From 4e2e7a60c7d0bf82751b3437f468fcc739460fc2 Mon Sep 17 00:00:00 2001
From: Tim Jammer <tim.jammer@tu-darmstadt.de>
Date: Wed, 31 Jul 2024 10:39:55 +0200
Subject: [PATCH] changed noise table to csv output

---
 MBI.py | 60 +++++++++++++++++++++++++++-------------------------------
 1 file changed, 28 insertions(+), 32 deletions(-)

diff --git a/MBI.py b/MBI.py
index 48900c88e..6ffd7dbf6 100755
--- a/MBI.py
+++ b/MBI.py
@@ -638,36 +638,24 @@ def cmd_helpfulness(rootdir, toolnames):
     pass
 
 
-def cmd_csv(rootdir, toolnames):
+def cmd_csv(rootdir, toolnames,print_to_console=False):
     here = os.getcwd()
     os.chdir(rootdir)
-    used_toolnames = []
     outpath = f'{rootdir}/csv/'
 
     # Create directory for output if not present
     pathlib.Path(outpath).mkdir(parents=True, exist_ok=True)
 
-
-    # select the tools for which we have some results
-    print("Produce the stats for:", end='')

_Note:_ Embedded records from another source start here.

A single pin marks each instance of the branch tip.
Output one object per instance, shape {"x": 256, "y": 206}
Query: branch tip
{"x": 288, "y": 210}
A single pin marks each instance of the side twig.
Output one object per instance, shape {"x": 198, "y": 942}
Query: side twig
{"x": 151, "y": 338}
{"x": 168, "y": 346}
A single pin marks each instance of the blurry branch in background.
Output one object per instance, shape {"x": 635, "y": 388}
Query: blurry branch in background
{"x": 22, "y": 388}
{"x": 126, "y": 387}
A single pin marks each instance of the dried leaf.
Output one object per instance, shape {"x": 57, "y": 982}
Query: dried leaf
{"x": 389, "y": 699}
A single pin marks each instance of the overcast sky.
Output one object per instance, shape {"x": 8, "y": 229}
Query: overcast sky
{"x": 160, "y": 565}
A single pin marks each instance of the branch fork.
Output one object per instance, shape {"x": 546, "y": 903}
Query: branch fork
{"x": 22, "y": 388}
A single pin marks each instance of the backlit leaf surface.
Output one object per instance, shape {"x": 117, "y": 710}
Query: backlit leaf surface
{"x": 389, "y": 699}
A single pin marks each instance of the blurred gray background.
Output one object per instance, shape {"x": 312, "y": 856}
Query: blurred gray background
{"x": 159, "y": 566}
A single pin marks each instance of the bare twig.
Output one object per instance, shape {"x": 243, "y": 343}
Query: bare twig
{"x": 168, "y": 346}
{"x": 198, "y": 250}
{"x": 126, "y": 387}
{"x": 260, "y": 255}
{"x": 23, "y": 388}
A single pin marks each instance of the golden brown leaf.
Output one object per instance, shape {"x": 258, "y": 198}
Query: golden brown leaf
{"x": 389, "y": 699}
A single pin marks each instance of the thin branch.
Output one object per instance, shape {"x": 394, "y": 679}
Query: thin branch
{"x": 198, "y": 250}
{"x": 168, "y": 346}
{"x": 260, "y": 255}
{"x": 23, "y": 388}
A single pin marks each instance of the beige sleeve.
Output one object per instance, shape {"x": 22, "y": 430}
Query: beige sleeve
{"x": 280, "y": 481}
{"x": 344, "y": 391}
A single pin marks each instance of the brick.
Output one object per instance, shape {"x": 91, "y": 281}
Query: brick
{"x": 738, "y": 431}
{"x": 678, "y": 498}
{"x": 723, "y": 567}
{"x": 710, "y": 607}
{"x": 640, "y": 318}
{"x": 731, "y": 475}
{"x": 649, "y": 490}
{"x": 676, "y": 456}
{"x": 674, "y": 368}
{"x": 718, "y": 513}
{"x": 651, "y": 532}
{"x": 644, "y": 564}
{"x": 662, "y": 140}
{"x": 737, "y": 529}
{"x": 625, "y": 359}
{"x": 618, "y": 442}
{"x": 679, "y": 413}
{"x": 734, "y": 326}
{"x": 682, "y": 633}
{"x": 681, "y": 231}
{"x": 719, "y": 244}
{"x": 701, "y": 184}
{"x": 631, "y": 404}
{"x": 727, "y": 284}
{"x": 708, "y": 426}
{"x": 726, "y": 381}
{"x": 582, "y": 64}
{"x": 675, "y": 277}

-    for toolname in toolnames:
-        if not toolname in tools:
-            raise Exception(f"Tool {toolname} does not seem to be a valid name.")
-
-        if os.path.exists(f'{args.logs_dir}/{toolname}'):
-            used_toolnames.append(toolname)
-            print(f' {toolname}', end="")
-
-    print(".")
-
-
+    df_noise_ratio = pd.DataFrame(columns=toolnames)
+    df_overall_noise_ratio = pd.DataFrame(columns=toolnames)
 
     pd.set_option('display.max_columns', 14)
 
     for toolname in toolnames:
         df = read_tool_reports(rootdir, toolname)
         df.to_csv(f'{outpath}/{toolname}_raw.csv', index=False)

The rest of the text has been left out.